There's something quietly radical about paying attention to things most people walk past without a second glance. A torn wrapper. A worn patch of grass. Something half-buried near a tree line. These are the kinds of objects that make up Cruising Archaeology II: Eurotrash, a new publication from Smut Press that treats the physical remnants of cruising grounds across Europe as worthy of serious archival attention.
And honestly? It's a fascinating idea.
Why cruising leaves so little behind
Cruising - the practice of seeking out casual sexual encounters in public or semi-public spaces - is by its very nature fleeting. It's designed to be discreet, transient, and largely invisible to those not participating. That ephemerality is kind of the point. Which is exactly what makes any surviving physical evidence so interesting to think about.
The objects that do remain are easy to overlook, minimal by default. But gathered together and framed as archaeology, as Smut Press does here, they start to tell a different kind of story - one about queer history, about desire, about the way communities create and inhabit space outside of official visibility.
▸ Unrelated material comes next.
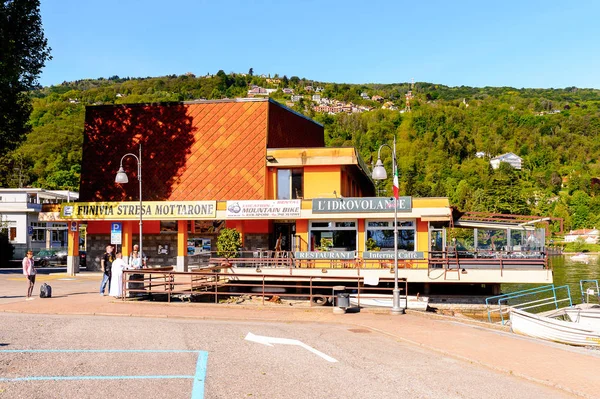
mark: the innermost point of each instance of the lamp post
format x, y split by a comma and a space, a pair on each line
379, 173
121, 178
Archaeology as a lens for queer history
The word "archaeology" in the title isn't just a stylistic choice. It does real work. Traditional archaeology assigns meaning and cultural weight to everyday objects left behind by past civilisations. Applying that same framework to cruising grounds is a pointed move - one that insists these spaces and the people who used them deserve the same kind of thoughtful, serious documentation.
It's also a reminder that so much of queer history exists outside formal records. No plaques, no museum collections, no official acknowledgment. The archive, such as it is, lives in the landscape itself - and in projects like this one, which do the work of looking closely before those traces disappear entirely.
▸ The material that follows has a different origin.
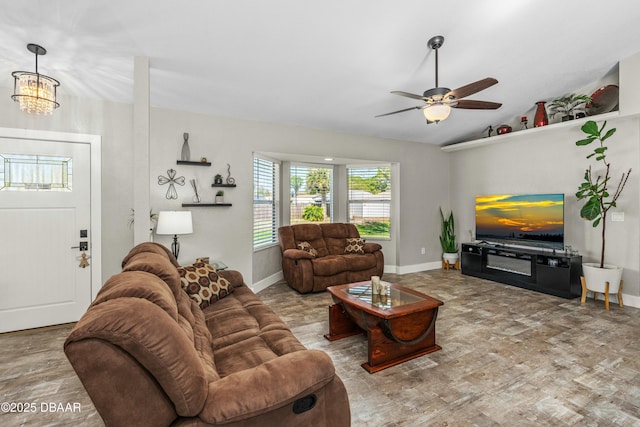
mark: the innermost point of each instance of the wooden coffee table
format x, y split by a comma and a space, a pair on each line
400, 325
According to Dazed Digital, the book is connected to an exhibition at Studio Voltaire in London, giving the project a physical home to match its subject matter.
Why this matters now
At a moment when queer spaces - bars, clubs, community centres - continue to close at an alarming rate, there's something particularly resonant about a project that centres the kind of space that has always existed outside official infrastructure. Cruising grounds weren't built for queer people. They were claimed by them. That's a distinction worth sitting with.
Cruising Archaeology II: Eurotrash is the kind of project that rewards curiosity. It asks you to look at something overlooked and ask what it might mean - which, when you think about it, is what the best art always does.